The fruit is a tubular achene with the long, plumelike flower style still attached.

== Etymology ==
The genus name, Cercocarpus, comes from the Greek kerkos (tail), referring to the tail-like appearance of the fruit; and karpos (fruit) thus "fruit with tail", referring to the long feathery styles that persist on the seeds.

The specific species name, betuloides, comes from the latin betula (birch); and the Greek suffix -oeidēs (resembling or having the form of) thus "betula-like" or "resembling a birch", referring to the birch-like leaves.

== Taxonomy ==
There are several varieties:
- Cercocarpus betuloides var. betuloides, rangewide
- Cercocarpus betuloides var. blancheae — Island mountain mahogany, limited to California, especially the Channel Islands
- Cercocarpus betuloides var. macrourus — few flowered mountain mahogany, California and Oregon
- Cercocarpus betuloides var. traskiae (often treated as a separate species, Cercocarpus traskiae Eastw.) — Catalina Island mountain mahogany, one of the rarest critically endangered trees in the world with only seven mature trees in existence in 1990.

Cercocarpus betuloides is sometimes treated as a part of Cercocarpus montanus, var. glaber in particular.

== Distribution and habitat ==
The plant is native to California, Baja California, Oregon, Arizona, and northwestern New Mexico.
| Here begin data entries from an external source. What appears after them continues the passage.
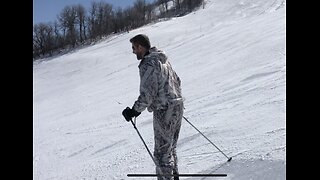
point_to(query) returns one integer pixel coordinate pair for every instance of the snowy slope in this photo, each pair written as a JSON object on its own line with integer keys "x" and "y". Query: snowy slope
{"x": 231, "y": 59}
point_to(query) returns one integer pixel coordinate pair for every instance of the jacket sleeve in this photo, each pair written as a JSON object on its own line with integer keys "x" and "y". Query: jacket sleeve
{"x": 148, "y": 87}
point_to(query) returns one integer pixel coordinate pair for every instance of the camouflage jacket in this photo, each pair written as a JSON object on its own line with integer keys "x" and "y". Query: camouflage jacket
{"x": 160, "y": 86}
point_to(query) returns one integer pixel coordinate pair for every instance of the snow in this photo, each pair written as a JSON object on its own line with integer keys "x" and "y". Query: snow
{"x": 231, "y": 59}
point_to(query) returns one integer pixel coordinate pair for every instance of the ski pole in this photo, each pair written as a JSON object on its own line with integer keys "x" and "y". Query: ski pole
{"x": 135, "y": 127}
{"x": 229, "y": 158}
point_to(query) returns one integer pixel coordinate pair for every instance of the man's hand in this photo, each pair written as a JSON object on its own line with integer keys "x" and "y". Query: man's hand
{"x": 130, "y": 113}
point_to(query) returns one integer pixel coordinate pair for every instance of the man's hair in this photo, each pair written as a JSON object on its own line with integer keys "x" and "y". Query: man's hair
{"x": 142, "y": 40}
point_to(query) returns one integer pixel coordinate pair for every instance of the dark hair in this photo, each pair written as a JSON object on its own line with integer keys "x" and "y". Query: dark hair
{"x": 142, "y": 40}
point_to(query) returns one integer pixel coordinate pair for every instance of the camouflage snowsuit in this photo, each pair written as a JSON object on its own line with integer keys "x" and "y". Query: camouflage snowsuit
{"x": 160, "y": 92}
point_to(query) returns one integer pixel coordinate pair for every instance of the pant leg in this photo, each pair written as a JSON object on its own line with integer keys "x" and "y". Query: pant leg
{"x": 167, "y": 124}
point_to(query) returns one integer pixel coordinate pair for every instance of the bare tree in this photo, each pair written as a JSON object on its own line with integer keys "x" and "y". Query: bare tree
{"x": 67, "y": 19}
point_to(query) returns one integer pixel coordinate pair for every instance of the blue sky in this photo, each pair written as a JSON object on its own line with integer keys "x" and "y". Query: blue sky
{"x": 47, "y": 10}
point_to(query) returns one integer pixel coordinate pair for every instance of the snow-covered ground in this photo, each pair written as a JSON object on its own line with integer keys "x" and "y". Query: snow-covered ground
{"x": 231, "y": 58}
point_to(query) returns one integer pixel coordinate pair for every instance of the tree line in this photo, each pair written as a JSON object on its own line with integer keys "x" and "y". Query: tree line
{"x": 75, "y": 25}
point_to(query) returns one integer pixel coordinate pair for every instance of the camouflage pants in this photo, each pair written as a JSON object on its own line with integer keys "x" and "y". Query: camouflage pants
{"x": 167, "y": 124}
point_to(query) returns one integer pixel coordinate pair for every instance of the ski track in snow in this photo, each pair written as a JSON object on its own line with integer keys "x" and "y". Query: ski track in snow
{"x": 231, "y": 59}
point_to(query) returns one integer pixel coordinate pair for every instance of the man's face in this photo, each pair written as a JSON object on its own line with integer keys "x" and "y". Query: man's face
{"x": 138, "y": 50}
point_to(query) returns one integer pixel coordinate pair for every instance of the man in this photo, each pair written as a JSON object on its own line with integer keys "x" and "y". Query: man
{"x": 160, "y": 93}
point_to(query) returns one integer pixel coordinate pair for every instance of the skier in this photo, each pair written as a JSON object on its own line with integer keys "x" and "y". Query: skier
{"x": 160, "y": 93}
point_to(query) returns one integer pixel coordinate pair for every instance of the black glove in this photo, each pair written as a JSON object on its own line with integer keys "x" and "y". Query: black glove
{"x": 130, "y": 113}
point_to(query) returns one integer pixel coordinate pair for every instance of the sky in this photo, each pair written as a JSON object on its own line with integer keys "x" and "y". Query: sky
{"x": 231, "y": 60}
{"x": 47, "y": 10}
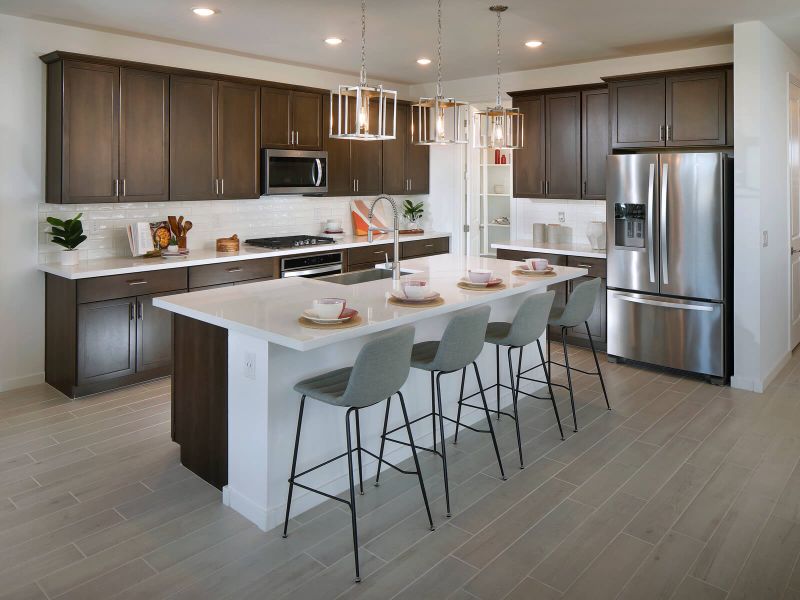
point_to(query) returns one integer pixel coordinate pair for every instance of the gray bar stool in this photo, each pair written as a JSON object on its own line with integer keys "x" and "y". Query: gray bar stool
{"x": 459, "y": 347}
{"x": 526, "y": 328}
{"x": 381, "y": 368}
{"x": 577, "y": 311}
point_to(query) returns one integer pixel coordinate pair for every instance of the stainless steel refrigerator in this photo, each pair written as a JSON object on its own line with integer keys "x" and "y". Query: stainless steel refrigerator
{"x": 668, "y": 251}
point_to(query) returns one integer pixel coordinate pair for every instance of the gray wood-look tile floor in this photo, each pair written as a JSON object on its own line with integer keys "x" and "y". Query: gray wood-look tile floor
{"x": 683, "y": 491}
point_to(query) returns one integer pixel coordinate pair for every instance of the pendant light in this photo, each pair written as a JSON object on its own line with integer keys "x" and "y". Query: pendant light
{"x": 497, "y": 127}
{"x": 439, "y": 120}
{"x": 352, "y": 111}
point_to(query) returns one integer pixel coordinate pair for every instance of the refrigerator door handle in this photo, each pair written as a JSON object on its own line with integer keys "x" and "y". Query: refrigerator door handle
{"x": 651, "y": 224}
{"x": 664, "y": 304}
{"x": 664, "y": 244}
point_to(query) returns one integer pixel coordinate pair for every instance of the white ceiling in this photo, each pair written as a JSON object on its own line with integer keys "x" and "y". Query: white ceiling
{"x": 399, "y": 32}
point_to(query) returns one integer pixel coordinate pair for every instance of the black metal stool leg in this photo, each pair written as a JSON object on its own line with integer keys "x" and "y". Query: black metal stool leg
{"x": 358, "y": 453}
{"x": 444, "y": 449}
{"x": 383, "y": 441}
{"x": 514, "y": 398}
{"x": 597, "y": 364}
{"x": 569, "y": 377}
{"x": 294, "y": 464}
{"x": 460, "y": 400}
{"x": 352, "y": 491}
{"x": 416, "y": 460}
{"x": 550, "y": 389}
{"x": 489, "y": 421}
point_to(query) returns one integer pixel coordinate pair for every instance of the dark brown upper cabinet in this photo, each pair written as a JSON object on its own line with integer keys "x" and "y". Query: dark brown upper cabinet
{"x": 696, "y": 109}
{"x": 595, "y": 145}
{"x": 529, "y": 161}
{"x": 82, "y": 133}
{"x": 291, "y": 119}
{"x": 675, "y": 109}
{"x": 563, "y": 145}
{"x": 144, "y": 136}
{"x": 238, "y": 141}
{"x": 406, "y": 166}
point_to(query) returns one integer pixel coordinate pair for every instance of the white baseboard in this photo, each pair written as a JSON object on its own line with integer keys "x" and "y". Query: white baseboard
{"x": 24, "y": 381}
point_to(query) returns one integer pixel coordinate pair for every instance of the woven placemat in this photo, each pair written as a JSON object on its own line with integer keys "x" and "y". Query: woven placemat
{"x": 493, "y": 288}
{"x": 354, "y": 322}
{"x": 532, "y": 274}
{"x": 397, "y": 302}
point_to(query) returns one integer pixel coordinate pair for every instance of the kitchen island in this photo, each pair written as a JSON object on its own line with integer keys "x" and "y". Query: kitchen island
{"x": 237, "y": 353}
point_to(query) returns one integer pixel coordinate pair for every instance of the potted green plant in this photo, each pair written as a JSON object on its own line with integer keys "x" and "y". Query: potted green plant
{"x": 413, "y": 213}
{"x": 69, "y": 235}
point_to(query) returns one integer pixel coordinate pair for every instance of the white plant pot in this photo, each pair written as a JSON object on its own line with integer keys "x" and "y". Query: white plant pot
{"x": 69, "y": 258}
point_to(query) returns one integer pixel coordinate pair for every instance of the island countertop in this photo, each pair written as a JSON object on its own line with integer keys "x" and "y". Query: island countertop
{"x": 270, "y": 310}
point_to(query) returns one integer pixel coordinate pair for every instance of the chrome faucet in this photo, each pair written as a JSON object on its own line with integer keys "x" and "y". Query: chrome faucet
{"x": 372, "y": 228}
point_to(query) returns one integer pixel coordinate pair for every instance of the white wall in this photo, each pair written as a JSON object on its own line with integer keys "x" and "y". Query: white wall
{"x": 762, "y": 64}
{"x": 22, "y": 105}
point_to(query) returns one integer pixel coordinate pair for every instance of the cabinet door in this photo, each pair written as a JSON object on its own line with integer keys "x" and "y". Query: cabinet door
{"x": 106, "y": 340}
{"x": 418, "y": 165}
{"x": 193, "y": 139}
{"x": 696, "y": 109}
{"x": 144, "y": 136}
{"x": 276, "y": 122}
{"x": 307, "y": 120}
{"x": 90, "y": 151}
{"x": 529, "y": 161}
{"x": 594, "y": 144}
{"x": 238, "y": 141}
{"x": 638, "y": 113}
{"x": 153, "y": 334}
{"x": 395, "y": 180}
{"x": 563, "y": 145}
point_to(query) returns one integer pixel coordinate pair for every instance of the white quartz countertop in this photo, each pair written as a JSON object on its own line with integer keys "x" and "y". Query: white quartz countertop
{"x": 102, "y": 267}
{"x": 552, "y": 248}
{"x": 269, "y": 310}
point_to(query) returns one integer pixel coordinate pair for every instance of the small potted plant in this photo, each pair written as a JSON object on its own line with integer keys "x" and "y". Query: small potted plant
{"x": 413, "y": 213}
{"x": 69, "y": 235}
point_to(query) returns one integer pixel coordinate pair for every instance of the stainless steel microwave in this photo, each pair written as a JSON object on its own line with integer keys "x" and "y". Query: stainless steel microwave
{"x": 293, "y": 172}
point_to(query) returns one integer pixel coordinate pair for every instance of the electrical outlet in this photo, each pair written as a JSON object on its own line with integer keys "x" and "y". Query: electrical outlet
{"x": 250, "y": 365}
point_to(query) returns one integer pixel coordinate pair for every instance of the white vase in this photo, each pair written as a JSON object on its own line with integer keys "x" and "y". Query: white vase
{"x": 69, "y": 258}
{"x": 596, "y": 232}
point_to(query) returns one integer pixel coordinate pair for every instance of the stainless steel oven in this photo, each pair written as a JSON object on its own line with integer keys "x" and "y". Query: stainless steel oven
{"x": 317, "y": 265}
{"x": 293, "y": 172}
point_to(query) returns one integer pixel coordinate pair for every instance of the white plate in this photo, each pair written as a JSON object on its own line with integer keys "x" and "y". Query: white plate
{"x": 403, "y": 298}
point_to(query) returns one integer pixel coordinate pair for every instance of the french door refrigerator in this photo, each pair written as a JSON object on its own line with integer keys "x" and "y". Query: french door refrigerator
{"x": 668, "y": 260}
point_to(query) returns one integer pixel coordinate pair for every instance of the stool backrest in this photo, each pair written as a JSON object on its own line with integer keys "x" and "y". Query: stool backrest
{"x": 531, "y": 319}
{"x": 581, "y": 303}
{"x": 463, "y": 339}
{"x": 381, "y": 368}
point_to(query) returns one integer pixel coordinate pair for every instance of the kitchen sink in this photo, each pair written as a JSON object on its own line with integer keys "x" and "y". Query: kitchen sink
{"x": 362, "y": 276}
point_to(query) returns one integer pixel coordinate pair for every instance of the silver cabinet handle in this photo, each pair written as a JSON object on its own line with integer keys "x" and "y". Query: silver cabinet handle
{"x": 664, "y": 244}
{"x": 651, "y": 224}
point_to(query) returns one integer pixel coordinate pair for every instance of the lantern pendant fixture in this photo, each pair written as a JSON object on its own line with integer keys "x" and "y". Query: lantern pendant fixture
{"x": 439, "y": 120}
{"x": 362, "y": 111}
{"x": 497, "y": 127}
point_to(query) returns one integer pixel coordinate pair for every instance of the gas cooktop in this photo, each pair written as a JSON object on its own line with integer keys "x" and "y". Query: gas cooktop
{"x": 291, "y": 241}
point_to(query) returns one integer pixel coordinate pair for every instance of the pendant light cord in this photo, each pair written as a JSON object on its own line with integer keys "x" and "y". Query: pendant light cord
{"x": 363, "y": 74}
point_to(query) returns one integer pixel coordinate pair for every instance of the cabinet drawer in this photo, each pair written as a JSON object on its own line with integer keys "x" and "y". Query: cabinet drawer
{"x": 133, "y": 284}
{"x": 231, "y": 272}
{"x": 424, "y": 247}
{"x": 596, "y": 266}
{"x": 372, "y": 254}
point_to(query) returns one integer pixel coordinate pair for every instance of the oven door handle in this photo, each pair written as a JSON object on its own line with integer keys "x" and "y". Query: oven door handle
{"x": 315, "y": 271}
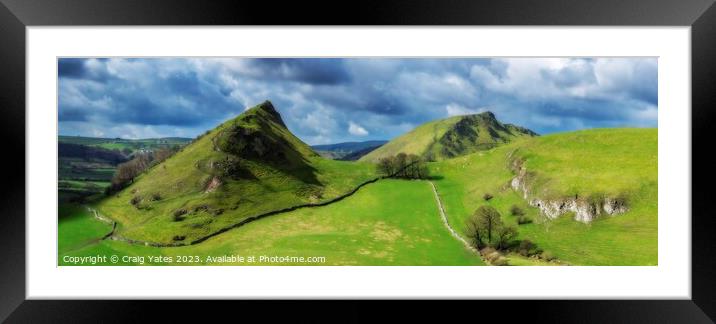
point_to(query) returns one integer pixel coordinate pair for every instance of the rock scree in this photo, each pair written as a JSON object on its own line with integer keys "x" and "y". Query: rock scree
{"x": 585, "y": 209}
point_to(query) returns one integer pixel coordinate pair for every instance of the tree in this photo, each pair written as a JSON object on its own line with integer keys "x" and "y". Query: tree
{"x": 409, "y": 166}
{"x": 474, "y": 230}
{"x": 490, "y": 219}
{"x": 486, "y": 224}
{"x": 505, "y": 235}
{"x": 385, "y": 166}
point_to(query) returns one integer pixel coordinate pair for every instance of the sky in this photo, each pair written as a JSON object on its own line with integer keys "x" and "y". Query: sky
{"x": 331, "y": 100}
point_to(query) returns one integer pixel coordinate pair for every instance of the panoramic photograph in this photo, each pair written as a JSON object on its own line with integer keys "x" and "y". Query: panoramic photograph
{"x": 357, "y": 161}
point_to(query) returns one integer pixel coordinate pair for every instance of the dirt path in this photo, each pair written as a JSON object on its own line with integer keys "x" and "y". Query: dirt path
{"x": 447, "y": 224}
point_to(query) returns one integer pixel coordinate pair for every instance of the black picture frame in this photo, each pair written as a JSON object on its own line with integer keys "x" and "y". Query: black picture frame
{"x": 15, "y": 15}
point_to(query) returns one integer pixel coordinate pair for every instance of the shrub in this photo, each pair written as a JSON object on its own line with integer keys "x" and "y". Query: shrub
{"x": 526, "y": 248}
{"x": 501, "y": 261}
{"x": 179, "y": 214}
{"x": 516, "y": 211}
{"x": 548, "y": 256}
{"x": 135, "y": 200}
{"x": 523, "y": 220}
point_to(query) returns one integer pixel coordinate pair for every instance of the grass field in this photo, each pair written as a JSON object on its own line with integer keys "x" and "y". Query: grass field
{"x": 128, "y": 145}
{"x": 619, "y": 162}
{"x": 77, "y": 228}
{"x": 391, "y": 222}
{"x": 181, "y": 184}
{"x": 450, "y": 137}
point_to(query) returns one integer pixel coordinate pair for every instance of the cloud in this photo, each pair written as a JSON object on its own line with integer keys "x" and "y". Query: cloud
{"x": 325, "y": 100}
{"x": 356, "y": 129}
{"x": 453, "y": 109}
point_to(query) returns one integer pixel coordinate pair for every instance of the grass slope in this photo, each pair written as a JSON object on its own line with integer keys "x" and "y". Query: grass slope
{"x": 619, "y": 162}
{"x": 391, "y": 222}
{"x": 125, "y": 144}
{"x": 220, "y": 179}
{"x": 451, "y": 137}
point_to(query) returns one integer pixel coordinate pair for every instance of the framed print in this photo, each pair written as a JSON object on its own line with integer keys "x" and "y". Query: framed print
{"x": 463, "y": 154}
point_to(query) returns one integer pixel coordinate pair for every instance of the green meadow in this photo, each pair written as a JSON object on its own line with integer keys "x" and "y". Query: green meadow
{"x": 207, "y": 196}
{"x": 618, "y": 162}
{"x": 355, "y": 231}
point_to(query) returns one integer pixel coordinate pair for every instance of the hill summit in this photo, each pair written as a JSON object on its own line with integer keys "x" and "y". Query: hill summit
{"x": 451, "y": 137}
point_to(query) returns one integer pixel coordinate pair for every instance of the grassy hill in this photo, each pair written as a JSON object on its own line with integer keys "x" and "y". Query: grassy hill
{"x": 355, "y": 231}
{"x": 246, "y": 166}
{"x": 590, "y": 163}
{"x": 127, "y": 146}
{"x": 347, "y": 151}
{"x": 451, "y": 137}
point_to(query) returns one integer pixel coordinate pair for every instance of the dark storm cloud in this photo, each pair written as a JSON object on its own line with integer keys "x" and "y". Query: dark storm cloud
{"x": 311, "y": 71}
{"x": 71, "y": 67}
{"x": 332, "y": 100}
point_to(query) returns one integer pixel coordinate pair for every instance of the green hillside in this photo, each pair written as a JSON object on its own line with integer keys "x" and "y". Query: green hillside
{"x": 587, "y": 164}
{"x": 354, "y": 231}
{"x": 451, "y": 137}
{"x": 247, "y": 166}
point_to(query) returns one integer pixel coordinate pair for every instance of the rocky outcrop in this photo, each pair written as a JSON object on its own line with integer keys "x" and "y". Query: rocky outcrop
{"x": 585, "y": 209}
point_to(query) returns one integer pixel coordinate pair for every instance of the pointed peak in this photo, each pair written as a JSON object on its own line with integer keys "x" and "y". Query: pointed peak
{"x": 267, "y": 106}
{"x": 266, "y": 109}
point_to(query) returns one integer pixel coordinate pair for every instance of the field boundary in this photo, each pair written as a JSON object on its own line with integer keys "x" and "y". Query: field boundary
{"x": 250, "y": 219}
{"x": 452, "y": 231}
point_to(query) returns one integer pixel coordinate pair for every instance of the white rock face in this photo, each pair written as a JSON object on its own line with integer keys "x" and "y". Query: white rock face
{"x": 585, "y": 210}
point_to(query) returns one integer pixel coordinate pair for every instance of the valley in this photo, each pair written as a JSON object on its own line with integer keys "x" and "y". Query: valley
{"x": 205, "y": 197}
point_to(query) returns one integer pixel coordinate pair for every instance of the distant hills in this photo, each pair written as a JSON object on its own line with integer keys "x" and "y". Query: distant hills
{"x": 347, "y": 151}
{"x": 451, "y": 137}
{"x": 249, "y": 165}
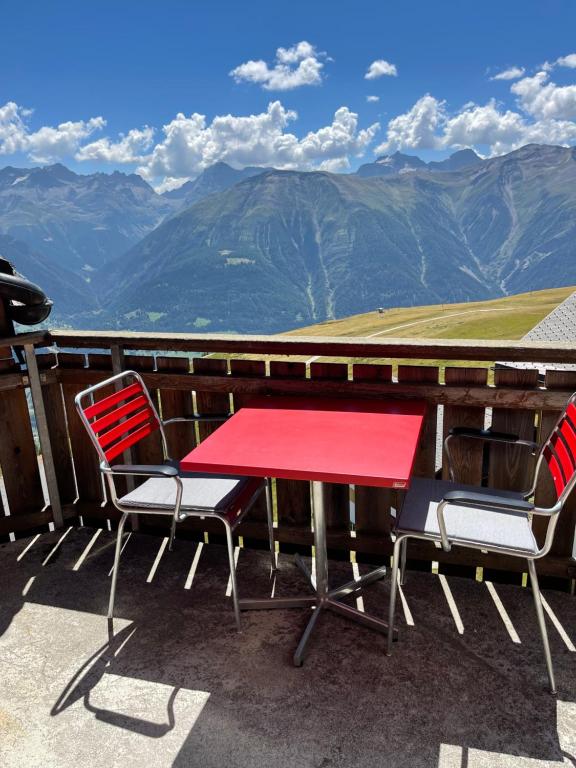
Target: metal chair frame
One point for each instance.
(492, 501)
(168, 471)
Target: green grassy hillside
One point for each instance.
(508, 318)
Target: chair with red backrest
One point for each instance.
(488, 519)
(119, 421)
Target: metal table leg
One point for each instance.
(323, 598)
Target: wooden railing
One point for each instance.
(516, 400)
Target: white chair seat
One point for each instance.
(199, 492)
(491, 528)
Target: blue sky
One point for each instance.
(93, 84)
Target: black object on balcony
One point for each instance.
(24, 302)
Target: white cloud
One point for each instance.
(129, 149)
(47, 144)
(417, 128)
(428, 125)
(545, 100)
(293, 67)
(484, 125)
(513, 73)
(379, 68)
(191, 144)
(567, 61)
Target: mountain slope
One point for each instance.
(69, 292)
(400, 163)
(78, 221)
(284, 249)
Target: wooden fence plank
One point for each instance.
(372, 505)
(338, 346)
(336, 495)
(435, 394)
(466, 454)
(181, 437)
(511, 467)
(56, 418)
(425, 464)
(211, 402)
(292, 496)
(256, 368)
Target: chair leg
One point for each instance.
(270, 523)
(116, 564)
(403, 554)
(172, 534)
(230, 543)
(393, 590)
(541, 622)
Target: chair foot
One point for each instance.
(172, 536)
(542, 624)
(117, 552)
(393, 590)
(403, 555)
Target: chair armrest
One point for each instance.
(151, 470)
(487, 435)
(469, 498)
(198, 419)
(483, 434)
(473, 501)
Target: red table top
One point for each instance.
(367, 442)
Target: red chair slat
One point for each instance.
(119, 413)
(107, 402)
(569, 435)
(564, 457)
(129, 441)
(555, 470)
(126, 426)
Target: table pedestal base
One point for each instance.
(323, 599)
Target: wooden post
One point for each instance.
(44, 435)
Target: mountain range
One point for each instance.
(261, 250)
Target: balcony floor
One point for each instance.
(177, 686)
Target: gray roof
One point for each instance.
(559, 325)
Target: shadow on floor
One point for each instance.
(444, 698)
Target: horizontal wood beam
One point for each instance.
(325, 346)
(379, 546)
(481, 396)
(33, 337)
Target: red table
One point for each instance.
(364, 442)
It typically grows in summer dry areas of the foothills and mountains of California, often in chaparral.

== Ecology ==
Deer, cattle and sheep browse the plant.

== Uses ==
The reddish wood of the shrub is very hard and was traditionally used by the indigenous peoples of California to make arrow tips, fishing spears, and digging sticks.

Cercocarpus betuloides is cultivated as an ornamental plant by specialty nurseries for planting in native plant, drought tolerant, and wildlife gardens; and in designed natural landscaping projects and habitat restoration programs.